Pour le cas où la Cour déciderait que les accords en cause sont tout de même applicables au Sahara occidental et que le Front Polisario est habilité à contester la décision litigieuse, l’avocat général relève, à l’instar du Tribunal, que le Conseil a manqué à son obligation d’examiner tous les éléments pertinents des circonstances de la conclusion de l’accord de libéralisation. En particulier, bien que, contrairement à ce qui a été décidé par le Tribunal, le Conseil ne fût pas tenu d’évaluer les effets de la conclusion de cet accord sur l’exploitation des ressources naturelles du Sahara occidental, il aurait dû prendre en compte la situation des droits de l’homme dans ce territoire ainsi que l’impact potentiel de l’accord sur cette situation. Dans cette hypothèse, l’avocat général estime que le Tribunal a procédé à juste titre à l’annulation partielle de la décision contestée en ce qu’elle approuve l’application de l’accord de libéralisation au Sahara occidental, si bien que le pourvoi du Conseil doit être rejeté comme non fondé.

 1 Accord euro-méditerranéen établissant une association entre les Communautés européennes et leurs États membres, d’une part, et le Royaume du Maroc, d’autre part, signé à Bruxelles le 26 février 1996 et approuvé au nom desdites Communautés par la décision 2000/204/CE, CECA du Conseil et de la Commission, du 24 janvier 2000 (JO 2000, L 70, p. 1)
2 Décision 2012/497/UE du Conseil, du 8 mars 2012, concernant la conclusion de l’accord sous forme d’échange de lettres entre l’Union européenne et le Royaume du Maroc relatif aux mesures de libéralisation réciproques en matière de produits agricoles, de produits agricoles transformés, de poissons et de produits de la pêche, au remplacement des protocoles nos 1, 2 et 3 et de leurs annexes et aux modifications de l’accord euro-méditerranéen établissant une association entre les Communautés européennes et leurs États membres, d’une part, et le Royaume du Maroc, d’autre part (JO 2012, L 241, p. 2)
3 Arrêt du Tribunal du 10 décembre 2015, Front Polisario/Conseil (T-512/12).
4 Résolution de l’Assemblée générale de l’ONU du 14 décembre 1960, 1514 (XV) sur l’octroi de l’indépendance aux pays et aux peuples coloniaux.

RAPPEL: Les conclusions de l'avocat général ne lient pas la Cour de justice.
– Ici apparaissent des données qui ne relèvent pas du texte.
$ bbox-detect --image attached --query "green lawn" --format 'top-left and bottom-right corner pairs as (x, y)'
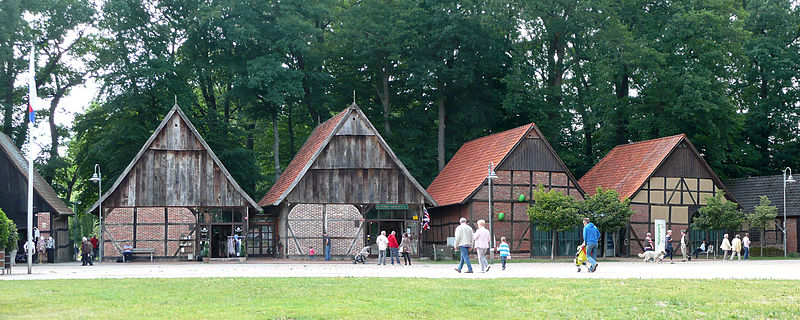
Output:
(1, 278), (798, 319)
La mission des avocats généraux consiste à proposer à la Cour, en toute indépendance, une solution juridique dans l'affaire dont ils sont chargés. Les juges de la Cour commencent, à présent, à délibérer dans cette affaire. L'arrêt sera rendu à une date ultérieure.
RAPPEL : La Cour de justice peut être saisie d'un pourvoi, limité aux questions de droit, contre un arrêt ou une ordonnance du Tribunal. En principe, le pourvoi n'a pas d'effet suspensif. S'il est recevable et fondé, la Cour annule la décision du Tribunal. Dans le cas où l'affaire est en état d'être jugée, la Cour peut trancher elle-même définitivement le litige. Dans le cas contraire, elle renvoie l'affaire au Tribunal, qui est lié par la décision rendue par la Cour dans le cadre du pourvoi.